新潟県の長岡で、モーツァルトのレクイエムの演奏会をして来ました。

モーツァルトの最後の作品で、未完のまま絶筆。

弟子、ジュスマイヤーによって補筆された版が一般的で、新モーツァルト全集もそのジュスマイヤー版を採用しています。

私の愛読するマンガ、美味しんぼの中で、海原雄山氏は

「モーツァルトによって書かれた前半に比べると、ジュスマイヤーが書いた後半部分は平凡。」

というようなことを語ります。

モーツァルトを河豚の白子、ジュスマイヤーを鱈の白子に例えての一言だと記憶しています。

雄山氏と同じような見解を持つ人少なくなく、
実際、後世の作曲家や音楽学者が、ジュスマイヤーに代わって補筆をしたいくつもの版が現行しています。

ただ私は、やはりジュスマイヤー版が一番素晴らしい、と現時点では思っています。

モーツァルトの弟子としてモーツァルトの近くに存在し、同じ時代に生きたジュスマイヤー。

師へ、音楽への愛を感じる見事な補筆だと思います。

完全にジュスマイヤーの創作である、ベネディクトゥスとアニュスデイ。
私は、レクイエムの中で、実はこの2曲が一番好きです。

合唱が休みで独唱者4人にメッセージがゆだねられたベネディクトゥス。
にも拘わらず、オーケストラにはトランペットとトロンボーンが加えられています。

中間部分とオザンナフーガに突入する直前、金管楽器が突然強奏されますが、それはまるで天国の扉を叩いているように私には聴こえます。
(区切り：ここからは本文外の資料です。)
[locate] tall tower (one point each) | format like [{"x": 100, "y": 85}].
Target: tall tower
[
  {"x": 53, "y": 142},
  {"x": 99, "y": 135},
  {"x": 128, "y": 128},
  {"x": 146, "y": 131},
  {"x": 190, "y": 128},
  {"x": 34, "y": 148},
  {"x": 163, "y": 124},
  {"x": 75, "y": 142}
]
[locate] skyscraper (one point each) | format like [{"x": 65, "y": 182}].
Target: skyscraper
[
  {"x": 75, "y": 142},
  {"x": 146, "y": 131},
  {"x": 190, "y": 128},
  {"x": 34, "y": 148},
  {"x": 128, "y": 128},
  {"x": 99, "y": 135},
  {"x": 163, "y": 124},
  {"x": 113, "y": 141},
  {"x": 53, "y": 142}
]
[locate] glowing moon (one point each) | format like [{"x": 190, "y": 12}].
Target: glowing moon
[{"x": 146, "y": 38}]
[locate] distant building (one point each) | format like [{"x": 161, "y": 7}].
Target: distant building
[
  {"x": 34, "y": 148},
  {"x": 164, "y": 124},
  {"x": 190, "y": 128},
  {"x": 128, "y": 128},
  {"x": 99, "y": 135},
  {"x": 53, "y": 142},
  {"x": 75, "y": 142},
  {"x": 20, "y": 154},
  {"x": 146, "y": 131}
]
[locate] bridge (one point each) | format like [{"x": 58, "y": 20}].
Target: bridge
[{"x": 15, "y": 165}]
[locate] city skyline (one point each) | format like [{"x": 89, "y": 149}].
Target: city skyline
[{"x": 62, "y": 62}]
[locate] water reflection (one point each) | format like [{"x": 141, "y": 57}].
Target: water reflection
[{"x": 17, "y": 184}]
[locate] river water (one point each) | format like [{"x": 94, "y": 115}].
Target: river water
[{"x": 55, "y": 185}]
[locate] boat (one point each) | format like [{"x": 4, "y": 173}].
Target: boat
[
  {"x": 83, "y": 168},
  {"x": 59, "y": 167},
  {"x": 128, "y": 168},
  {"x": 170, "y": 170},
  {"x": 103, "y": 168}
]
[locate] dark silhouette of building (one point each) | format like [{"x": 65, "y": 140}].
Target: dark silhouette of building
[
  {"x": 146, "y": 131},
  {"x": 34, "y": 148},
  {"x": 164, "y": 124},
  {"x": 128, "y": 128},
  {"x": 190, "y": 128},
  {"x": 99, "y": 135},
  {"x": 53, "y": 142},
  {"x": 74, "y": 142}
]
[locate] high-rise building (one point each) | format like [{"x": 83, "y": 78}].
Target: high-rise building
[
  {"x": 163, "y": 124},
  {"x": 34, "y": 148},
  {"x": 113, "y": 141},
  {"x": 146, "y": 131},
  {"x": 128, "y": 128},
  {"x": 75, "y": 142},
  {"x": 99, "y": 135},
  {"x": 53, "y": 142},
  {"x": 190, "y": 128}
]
アニュスデイで、「どうか彼らに安息を与えて下さい…」と合唱が歌い、その後の突如の減七の和音。そして変ロ長調から変ト長調への転調。
そこで歌われる言葉は「永遠に…」。ニ短調というレクイエム全体の調性から最も離れた調である変ト長調で、永遠なる安息、死の安らぎが歌われる瞬間は、言葉では表しきれません…
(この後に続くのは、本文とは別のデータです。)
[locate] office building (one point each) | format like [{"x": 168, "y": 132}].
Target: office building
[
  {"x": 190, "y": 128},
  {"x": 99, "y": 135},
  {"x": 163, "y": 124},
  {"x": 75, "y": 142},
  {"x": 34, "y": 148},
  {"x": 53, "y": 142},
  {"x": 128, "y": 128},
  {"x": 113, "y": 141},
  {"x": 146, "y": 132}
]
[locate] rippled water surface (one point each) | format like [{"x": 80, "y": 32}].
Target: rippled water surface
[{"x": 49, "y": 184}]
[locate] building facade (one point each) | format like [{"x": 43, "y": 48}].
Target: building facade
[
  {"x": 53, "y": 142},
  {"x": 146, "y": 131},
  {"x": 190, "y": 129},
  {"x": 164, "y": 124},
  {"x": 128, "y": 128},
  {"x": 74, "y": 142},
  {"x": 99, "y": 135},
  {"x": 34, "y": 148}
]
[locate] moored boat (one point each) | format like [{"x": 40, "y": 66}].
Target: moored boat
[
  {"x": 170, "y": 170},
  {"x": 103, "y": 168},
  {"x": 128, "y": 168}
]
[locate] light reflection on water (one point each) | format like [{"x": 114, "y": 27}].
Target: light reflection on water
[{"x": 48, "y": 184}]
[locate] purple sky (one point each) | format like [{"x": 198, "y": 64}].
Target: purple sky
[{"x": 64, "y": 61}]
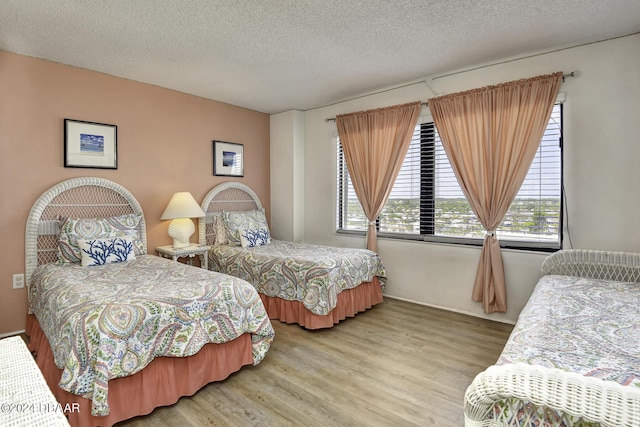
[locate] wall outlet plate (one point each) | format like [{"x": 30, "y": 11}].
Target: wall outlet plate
[{"x": 18, "y": 281}]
今日、改めて、この作品の素晴らしさを実感させてくれる演奏に出会えたことに感謝。

そして、ちょうど6年前に起きた、中越地震の犠牲者の方々のご冥福を、心からお祈りいたします。


長岡混声合唱団 第10回定期演奏会
中越地震から6年目の鎮魂歌

モーツァルト:レクイエムK 626、ミサ・ブレヴィスニ短調K 65

指揮:福島章恭
合唱:長岡混声合唱団

長岡リリックホール
2010年10月23日 14:00開演
プロフィール

satoki..ng

Author:satoki..ng
長岡聡季
ヴァイオリニスト、ヴィオリスト
音楽博士

プロフィール、出演情報はこちらの☆から!!↓



Satoki Nagaoka
PhD, Violinist, Violist, Conductor

Profile (English)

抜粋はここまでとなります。